Do lifetime parameters have any effect on memory layout?

Question

Is there any guarantee in Rust that lifetime parameters won't change the layout of a type? For example, is the following guaranteed to be okay as long as we ensure that the result doesn't outlive 'a?

// The caller must ensure that the result doesn't outlive 'a.
unsafe fn erase_future_lifetime<'a>(
    b: Box<dyn Future<Output = ()> + 'a>,
) -> Box<dyn Future<Output = ()>> {
    let raw: *mut (dyn Future<Output = ()> + 'a) = Box::into_raw(b);
    let raw2 = raw as *mut (dyn Future<Output = ()> + 'static);
    unsafe { Box::from_raw(raw2) }
}

My understanding is that lifetime parameters are only used by the borrow checker at compile time and have no effect on the generated code, so it seems like this should be fine.
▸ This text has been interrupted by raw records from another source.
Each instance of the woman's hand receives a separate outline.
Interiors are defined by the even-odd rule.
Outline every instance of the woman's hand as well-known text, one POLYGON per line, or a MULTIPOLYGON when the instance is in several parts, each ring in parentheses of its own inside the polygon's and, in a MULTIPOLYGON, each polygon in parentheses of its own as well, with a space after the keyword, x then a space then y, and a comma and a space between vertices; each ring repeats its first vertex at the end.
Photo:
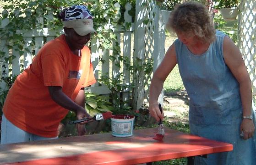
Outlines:
POLYGON ((157 102, 149 103, 149 113, 151 116, 153 117, 158 122, 160 119, 163 120, 163 111, 162 109, 162 113, 161 113, 159 109, 159 104, 157 102))
POLYGON ((255 127, 252 119, 244 119, 240 126, 240 132, 244 133, 243 138, 246 139, 253 136, 255 127))
MULTIPOLYGON (((92 119, 92 117, 90 116, 90 115, 87 113, 86 110, 83 108, 82 107, 81 107, 78 109, 76 110, 76 118, 78 120, 83 119, 84 118, 89 118, 92 119)), ((87 123, 92 121, 91 120, 85 121, 79 123, 80 124, 84 124, 87 123)))

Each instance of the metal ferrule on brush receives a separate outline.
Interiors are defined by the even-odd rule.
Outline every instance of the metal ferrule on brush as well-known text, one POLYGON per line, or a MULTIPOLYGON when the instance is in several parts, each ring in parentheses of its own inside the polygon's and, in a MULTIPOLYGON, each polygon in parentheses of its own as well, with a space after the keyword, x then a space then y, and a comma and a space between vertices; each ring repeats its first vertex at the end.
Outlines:
POLYGON ((103 120, 103 116, 102 113, 99 113, 95 115, 95 118, 96 120, 103 120))

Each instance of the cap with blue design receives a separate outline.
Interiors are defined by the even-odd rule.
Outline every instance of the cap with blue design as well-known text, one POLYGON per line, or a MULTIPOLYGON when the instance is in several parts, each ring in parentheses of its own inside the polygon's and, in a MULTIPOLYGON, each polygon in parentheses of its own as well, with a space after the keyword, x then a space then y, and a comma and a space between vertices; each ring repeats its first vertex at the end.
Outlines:
POLYGON ((93 29, 93 17, 85 6, 76 5, 65 9, 63 26, 73 28, 76 33, 84 36, 90 33, 96 33, 93 29))

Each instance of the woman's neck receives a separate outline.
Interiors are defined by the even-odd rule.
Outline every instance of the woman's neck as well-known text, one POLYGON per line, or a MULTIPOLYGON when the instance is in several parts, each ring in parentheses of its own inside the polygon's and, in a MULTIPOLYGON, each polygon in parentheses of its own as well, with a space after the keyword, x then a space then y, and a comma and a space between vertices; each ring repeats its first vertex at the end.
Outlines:
POLYGON ((190 51, 196 55, 201 55, 205 53, 210 46, 210 42, 202 43, 196 42, 195 44, 188 46, 187 47, 190 51))

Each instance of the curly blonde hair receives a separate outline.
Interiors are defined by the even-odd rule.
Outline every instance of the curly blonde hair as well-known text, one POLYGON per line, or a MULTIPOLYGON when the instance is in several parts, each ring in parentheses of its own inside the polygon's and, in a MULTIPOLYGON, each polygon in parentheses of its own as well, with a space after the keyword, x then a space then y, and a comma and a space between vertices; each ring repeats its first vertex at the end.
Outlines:
POLYGON ((208 10, 205 5, 196 1, 177 5, 171 12, 166 28, 176 32, 194 34, 202 42, 212 42, 216 38, 208 10))

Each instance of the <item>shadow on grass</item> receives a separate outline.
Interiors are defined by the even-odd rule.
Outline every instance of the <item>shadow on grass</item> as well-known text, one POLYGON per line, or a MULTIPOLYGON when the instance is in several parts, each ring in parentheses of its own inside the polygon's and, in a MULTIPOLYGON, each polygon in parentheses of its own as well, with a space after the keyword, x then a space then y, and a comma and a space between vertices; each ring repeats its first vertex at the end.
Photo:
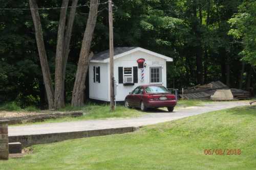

Is that correct, and is it guaranteed anywhere?

Answer 1

The answer is almost, but not quite.

Let's start with the current state of things: lifetimes are erased in codegen, and therefore they cannot affect layout.

In fact, specialization was (and still is) blocked over that, and nobody proposes the "solution" to make codegen lifetime-aware, because it's not practical.

Proposed memory models of Rust (Stacked Borrows and Tree Borrows) don't know of lifetimes at all.

However, there is no normative statement that states that lifetimes are guaranteed to not affect layout.

Practically, however, a lot of unsafe code relies on that assumption, so it's very, very unlikely to break. I'd consider it safe to rely on.